- Developer: Atari Corporation
- Publisher: Atari Corporation
- Programmer: Ken Grant
- Platform: Atari 7800
- Release: NA: 1990;
- Genre: Rail shooter
- Mode: Single-player

= Alien Brigade =

1990 video game

Alien Brigade is a 1990 rail shooter video game developed and published by Atari Corporation for the Atari 7800. Similar in style to Operation Wolf, Alien Brigade tells the story of a soldier battling with alien invaders that take over the bodies of fallen soldiers.

Despite being released late in the Atari 7800's life cycle, Atari Corporation made more efforts to market the game than it had with other Atari 7800 titles. The game was referenced in Atari's 1990 shooter, Planet Smashers (Alien Brigade would return the favor by advertising Planet Smashers).

== Gameplay ==
The game is played from a first-person point of view and scrolls horizontally in two directions as various enemy creatures, possessed soldiers, human vehicles and alien vehicles attack the player character. Alien Brigade can either be played with the Atari 7800 joystick or with the Atari XG-1 light gun. It is one of five 7800 games compatible with the XG-1.

The game has five levels and four difficulty modes. The initial mission is to rescue hostages from an enemy camp, but the game then progresses to a waterfront battle, an underwater melee, a showdown in an underground mine, and then a final mountaintop battle. Adding to the challenge, the player must be careful not to shoot innocent bystanders.
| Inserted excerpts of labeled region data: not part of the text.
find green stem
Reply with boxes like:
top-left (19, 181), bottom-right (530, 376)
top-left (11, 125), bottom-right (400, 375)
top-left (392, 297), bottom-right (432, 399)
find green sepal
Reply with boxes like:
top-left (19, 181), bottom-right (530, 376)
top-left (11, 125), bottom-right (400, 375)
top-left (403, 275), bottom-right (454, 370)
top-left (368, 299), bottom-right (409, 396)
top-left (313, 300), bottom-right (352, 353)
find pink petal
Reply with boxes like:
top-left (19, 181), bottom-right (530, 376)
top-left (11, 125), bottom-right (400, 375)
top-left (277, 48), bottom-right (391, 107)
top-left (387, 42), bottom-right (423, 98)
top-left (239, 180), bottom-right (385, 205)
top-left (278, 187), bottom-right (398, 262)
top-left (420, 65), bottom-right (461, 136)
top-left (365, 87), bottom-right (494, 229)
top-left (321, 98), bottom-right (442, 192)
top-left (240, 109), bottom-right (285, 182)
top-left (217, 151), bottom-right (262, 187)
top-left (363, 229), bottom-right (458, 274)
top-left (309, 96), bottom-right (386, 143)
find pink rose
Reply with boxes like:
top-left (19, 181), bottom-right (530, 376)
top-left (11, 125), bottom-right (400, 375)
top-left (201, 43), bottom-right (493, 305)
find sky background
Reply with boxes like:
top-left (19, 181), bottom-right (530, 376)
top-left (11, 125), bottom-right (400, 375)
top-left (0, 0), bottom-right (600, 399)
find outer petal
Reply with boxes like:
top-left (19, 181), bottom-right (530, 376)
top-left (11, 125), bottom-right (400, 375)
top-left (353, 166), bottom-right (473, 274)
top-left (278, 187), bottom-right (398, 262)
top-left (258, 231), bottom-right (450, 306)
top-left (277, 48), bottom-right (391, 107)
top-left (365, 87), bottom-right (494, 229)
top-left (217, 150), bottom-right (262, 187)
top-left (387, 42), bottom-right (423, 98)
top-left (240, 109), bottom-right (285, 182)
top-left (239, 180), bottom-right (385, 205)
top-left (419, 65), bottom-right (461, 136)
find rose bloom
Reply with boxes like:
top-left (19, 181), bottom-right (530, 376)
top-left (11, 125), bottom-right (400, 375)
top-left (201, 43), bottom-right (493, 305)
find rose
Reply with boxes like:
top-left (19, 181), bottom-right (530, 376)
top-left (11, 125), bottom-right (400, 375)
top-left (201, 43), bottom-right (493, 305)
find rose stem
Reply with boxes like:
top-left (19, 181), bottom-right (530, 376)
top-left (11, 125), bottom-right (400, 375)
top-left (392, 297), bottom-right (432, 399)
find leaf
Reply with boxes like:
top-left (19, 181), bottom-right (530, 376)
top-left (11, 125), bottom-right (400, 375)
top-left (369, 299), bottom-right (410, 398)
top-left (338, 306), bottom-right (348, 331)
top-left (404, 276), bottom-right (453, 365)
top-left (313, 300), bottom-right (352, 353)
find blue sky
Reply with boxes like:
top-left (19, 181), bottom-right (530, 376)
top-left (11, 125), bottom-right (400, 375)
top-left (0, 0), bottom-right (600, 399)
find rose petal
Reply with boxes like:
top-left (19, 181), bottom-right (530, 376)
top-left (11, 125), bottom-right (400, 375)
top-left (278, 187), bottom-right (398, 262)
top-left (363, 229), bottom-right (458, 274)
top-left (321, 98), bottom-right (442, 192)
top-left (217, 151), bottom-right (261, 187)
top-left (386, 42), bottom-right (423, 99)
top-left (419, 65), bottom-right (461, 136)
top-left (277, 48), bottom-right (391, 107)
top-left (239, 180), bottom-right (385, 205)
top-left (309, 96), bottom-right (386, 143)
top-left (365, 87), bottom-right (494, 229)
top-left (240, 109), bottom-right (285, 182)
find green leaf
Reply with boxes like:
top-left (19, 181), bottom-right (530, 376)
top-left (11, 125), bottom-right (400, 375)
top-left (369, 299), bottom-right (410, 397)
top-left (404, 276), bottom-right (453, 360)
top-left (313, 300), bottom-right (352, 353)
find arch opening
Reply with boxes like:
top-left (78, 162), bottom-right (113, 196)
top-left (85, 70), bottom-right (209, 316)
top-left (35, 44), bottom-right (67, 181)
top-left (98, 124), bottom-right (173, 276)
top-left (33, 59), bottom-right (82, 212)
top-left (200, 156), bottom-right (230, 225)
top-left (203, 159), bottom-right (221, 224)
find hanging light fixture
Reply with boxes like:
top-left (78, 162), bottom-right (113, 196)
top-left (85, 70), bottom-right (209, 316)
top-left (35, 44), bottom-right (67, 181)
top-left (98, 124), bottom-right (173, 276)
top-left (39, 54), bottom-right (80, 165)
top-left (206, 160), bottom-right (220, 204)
Between levels, the player is briefed by the commanding officer, who advises of the situation and rates the player's performance in the level.

== Reception ==
Alien Brigade was reviewed in the September 1991 issue of Atari's own Atari Explorer magazine. Funkmaster V of Wrestling With Ghosts reviewed the game on Atari 7800 Forever and gave it a 4 out of 5, and ranks it as one of the best officially licensed game on the system.